Respondendo à primeira pergunta, alguém
sugeriu ao imperador que estabelecesse uma ocupação total do tempo, com as
horas, dias, meses, anos e as tarefas a realizar. Se seguisse isso à letra, o
imperador poderia então vir a fazer cada coisa em seu devido tempo. Uma outra
pessoa retorquiu que era impossível prever tudo, que o imperador devia pôr
todas as distrações inúteis à parte e manter-se atento a todas as coisas, para
saber quando e como agir. Uma outra insistiu
que o imperador sozinho não podia possuir a clarividência e a competência
necessárias para decidir quando fazer algo. Parecia-lhe que o mais importante
era nomear um Conselho de Sábios e agir de acordo com as suas recomendações.

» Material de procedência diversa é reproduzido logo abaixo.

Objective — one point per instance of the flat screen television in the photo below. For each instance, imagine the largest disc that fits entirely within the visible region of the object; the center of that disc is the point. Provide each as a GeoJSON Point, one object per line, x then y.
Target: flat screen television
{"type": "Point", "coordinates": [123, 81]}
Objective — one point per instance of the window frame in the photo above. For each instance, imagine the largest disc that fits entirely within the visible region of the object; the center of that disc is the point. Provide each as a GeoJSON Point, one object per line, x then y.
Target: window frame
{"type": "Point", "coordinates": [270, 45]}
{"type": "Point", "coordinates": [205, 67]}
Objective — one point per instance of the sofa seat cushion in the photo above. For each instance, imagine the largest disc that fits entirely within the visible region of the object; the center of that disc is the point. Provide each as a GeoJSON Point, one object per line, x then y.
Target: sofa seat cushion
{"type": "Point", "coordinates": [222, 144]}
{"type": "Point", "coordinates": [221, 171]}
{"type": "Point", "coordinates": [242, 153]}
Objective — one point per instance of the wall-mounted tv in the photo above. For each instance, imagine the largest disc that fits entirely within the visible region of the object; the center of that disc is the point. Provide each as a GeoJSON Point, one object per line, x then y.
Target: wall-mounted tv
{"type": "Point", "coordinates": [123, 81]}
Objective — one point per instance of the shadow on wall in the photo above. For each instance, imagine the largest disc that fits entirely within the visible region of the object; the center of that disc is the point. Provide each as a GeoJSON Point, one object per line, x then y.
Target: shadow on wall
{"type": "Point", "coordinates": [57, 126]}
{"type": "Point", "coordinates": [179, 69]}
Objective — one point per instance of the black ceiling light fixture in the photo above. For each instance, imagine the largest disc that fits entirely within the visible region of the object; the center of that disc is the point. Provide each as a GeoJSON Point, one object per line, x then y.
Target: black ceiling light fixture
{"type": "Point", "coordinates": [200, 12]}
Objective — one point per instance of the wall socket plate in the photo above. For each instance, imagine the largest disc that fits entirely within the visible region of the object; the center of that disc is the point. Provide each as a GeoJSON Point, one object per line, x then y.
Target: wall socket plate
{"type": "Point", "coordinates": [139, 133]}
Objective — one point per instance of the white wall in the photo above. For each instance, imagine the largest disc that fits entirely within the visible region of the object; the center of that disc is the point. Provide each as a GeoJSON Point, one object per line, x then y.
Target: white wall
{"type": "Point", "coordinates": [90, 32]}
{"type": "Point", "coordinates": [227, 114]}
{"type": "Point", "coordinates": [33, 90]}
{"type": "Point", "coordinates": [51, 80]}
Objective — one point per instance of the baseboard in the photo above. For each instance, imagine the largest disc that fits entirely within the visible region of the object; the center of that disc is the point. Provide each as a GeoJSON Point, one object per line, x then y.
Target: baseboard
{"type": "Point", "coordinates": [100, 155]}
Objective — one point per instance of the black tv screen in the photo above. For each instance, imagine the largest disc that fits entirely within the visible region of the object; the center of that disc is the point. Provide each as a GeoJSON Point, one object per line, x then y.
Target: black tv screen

Uma outra pessoa disse que certas questões necessitavam de uma decisão imediata
e não podiam esperar por uma consulta. Contudo, se o soberano desejasse
conhecer com antecedência o que ia acontecer, ser-lhe-ia possível interrogar os
adivinhos e os magos.
As respostas à segunda pergunta também
divergiram muito entre si. Alguém disse que o imperador devia colocar toda a
sua confiança nos seus ministros; um outro recomendou que fosse aos padres e
aos monges; outros, ainda, aos médicos e mesmo aos militares.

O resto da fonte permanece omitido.